Or: Why XMir is slower than X, and how we'll fix it
We've had a bunch of testing of XMir now; plenty of bugs, and plenty of missing functionality.
One of the bugs that people have noticed is a 10-20% performance drop over raw X. This is really several bits of missing functionality - we're doing a lot more work than we need to be. Oddly enough, people have also been mentioning that it feels "smoother" - which might be placebo, or unrelated updates, or might be to do with something in the Mir/XMir stack. It's hard to tell; it's hard to measure "smoother". We're not faster, but faster is not the same as smoother.
Currently we do a lot of work in submitting rendering from an X client to the screen, most of which we can make unnecessary.
The simple bit
The simple part is composite bypass support for Mir - most of the time unity-system-compositor does not need to do any compositing - there's just a single full-screen XMir window, and Mir just needs to flip that to the display. This is in progress. This cuts out an unnecessary fullscreen blit.
The complicated part is in XMir itself
The fundamental problem is the mismatch between rendering models - X wants the contents of buffers to be persistent; Mir has a GLish new-buffer-each-frame. This means each time XMir gets a new buffer from Mir it needs to blit the previous frame on first, and can't simply render straight to Mir's buffer. Now, we can (but don't yet) reduce the size of this blit by tracking what's changed since XMir last saw the buffer - and a lot of the time that's going to be a lot smaller than fullscreen - but there's still some overhead¹.

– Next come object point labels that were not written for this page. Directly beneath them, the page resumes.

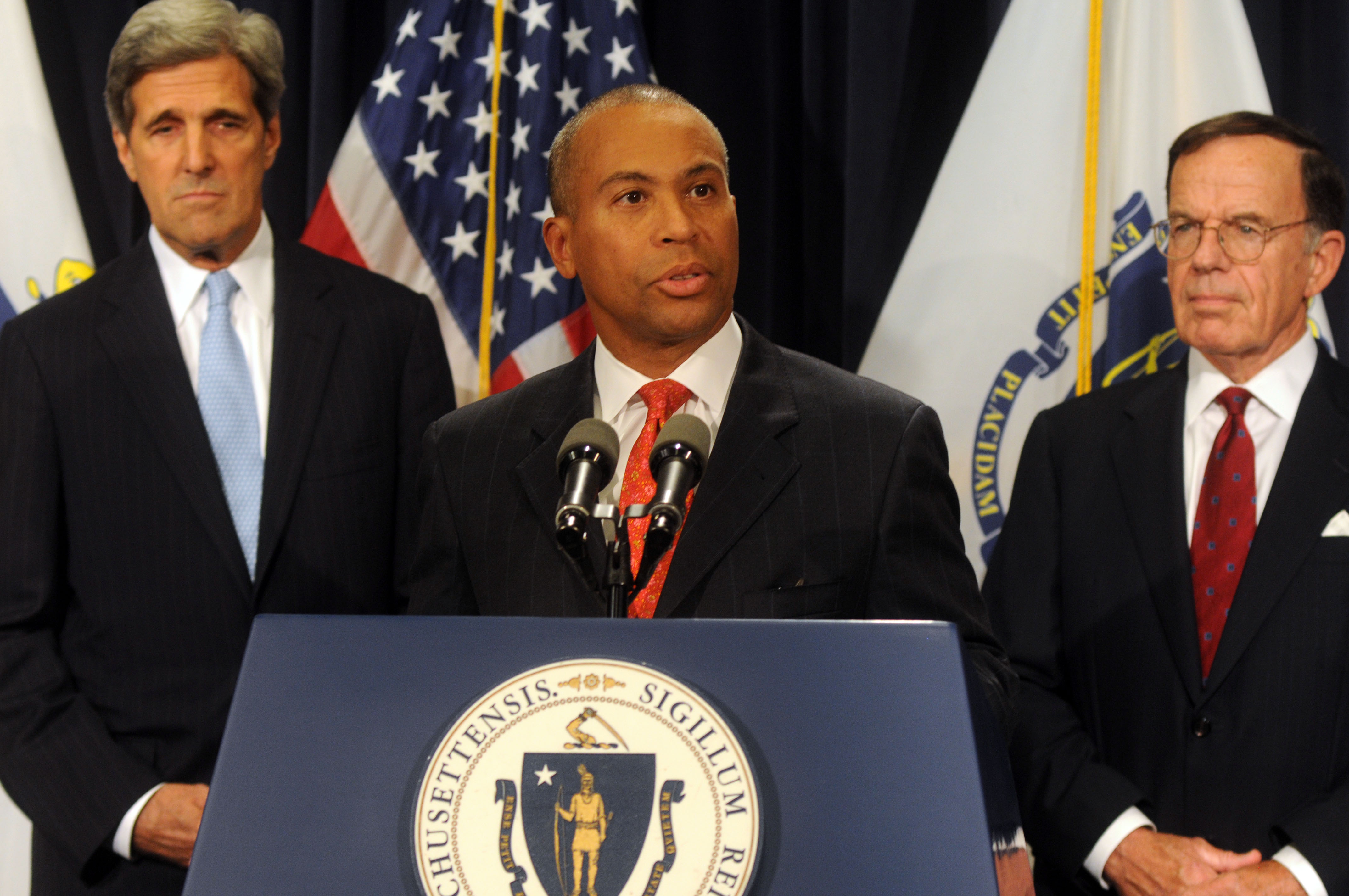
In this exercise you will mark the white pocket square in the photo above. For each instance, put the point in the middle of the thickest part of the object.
(1339, 525)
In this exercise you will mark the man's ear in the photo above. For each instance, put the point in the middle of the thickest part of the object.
(1325, 262)
(272, 141)
(558, 237)
(123, 145)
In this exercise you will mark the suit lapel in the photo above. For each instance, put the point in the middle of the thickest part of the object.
(304, 343)
(1312, 485)
(748, 469)
(552, 415)
(1149, 462)
(143, 347)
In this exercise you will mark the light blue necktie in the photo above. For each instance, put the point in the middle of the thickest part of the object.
(230, 411)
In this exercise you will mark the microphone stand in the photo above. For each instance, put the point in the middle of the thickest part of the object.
(619, 559)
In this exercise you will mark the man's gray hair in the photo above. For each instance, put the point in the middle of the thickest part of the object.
(169, 33)
(562, 157)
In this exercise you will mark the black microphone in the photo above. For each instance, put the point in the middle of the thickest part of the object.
(585, 463)
(679, 458)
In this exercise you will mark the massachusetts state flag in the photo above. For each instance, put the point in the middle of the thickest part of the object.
(982, 319)
(409, 192)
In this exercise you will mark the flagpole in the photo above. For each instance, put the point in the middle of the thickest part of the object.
(485, 322)
(1086, 291)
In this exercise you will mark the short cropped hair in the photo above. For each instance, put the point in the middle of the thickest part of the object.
(1323, 184)
(169, 33)
(562, 157)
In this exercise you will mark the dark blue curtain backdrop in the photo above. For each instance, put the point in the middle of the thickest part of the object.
(837, 115)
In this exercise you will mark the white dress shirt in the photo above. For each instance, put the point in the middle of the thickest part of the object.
(1277, 392)
(251, 315)
(708, 373)
(250, 311)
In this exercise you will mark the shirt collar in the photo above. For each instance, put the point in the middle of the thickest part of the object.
(1279, 386)
(184, 281)
(708, 373)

Fortunately, there's an way around this. GLX matches Mir's buffer semantics nicely - each time a client SwapBuffers it gets a shiny new backbuffer to render into. So, rather like Compiz's unredirect-fullscreen-windows option, if we've got a fullscreen² GLX window we can hand the buffer received from Mir directly to the client and avoid the copy.
Even better, this doesn't apply only to fullscreen games - GNOME Shell, KWin, and Unity are all fullscreen GLX applications.
As always, there are interesting complications - applications can draw on their GL window with X calls, and applications can try to be fancy and only update a part of their frontbuffer rather than calling SwapBuffers; in either case we can't bypass. Unity does neither, but Shell and KWin might.
Enter the cursor
In addition to the two unnecessary fullscreen blits - X root window to Mir buffer, Mir buffer to framebuffer - XMir currently uses X's software cursor code. This causes two problems. Firstly, it means we're doing X11 drawing on top of whatever's underneath, so we can't do the SwapBuffers trick. Secondly, it causes a software fallback whenever you move the cursor, making the driver download the root window into CPU accessible memory, do some CPU twiddling, and then upload again to GPU memory. This is bad, but not terrible, for Intel chips where the GPU and CPU share the same memory but with different caches and layouts. It's terrible for cards with discrete memory. Both these problems go away once we support setting the HW cursor image in Mir.
Once those three pieces land there shouldn't be a meaningful performance difference between XMir-on-Mir and X-on-the-hardware.
¹: If we implemented a single-buffer scheme in Mir we could get rid of this entirely at the cost of either losing vsync or blocking X rendering until vsync. That's probably not a good tradeoff.
²: Technically, if we've got a GLX client whose size matches that of the underlying Mir buffer. For the moment, that means "fullscreen", but when we do rootless XMir for 14.04 all windows will be backed by a Mir buffer of the same size.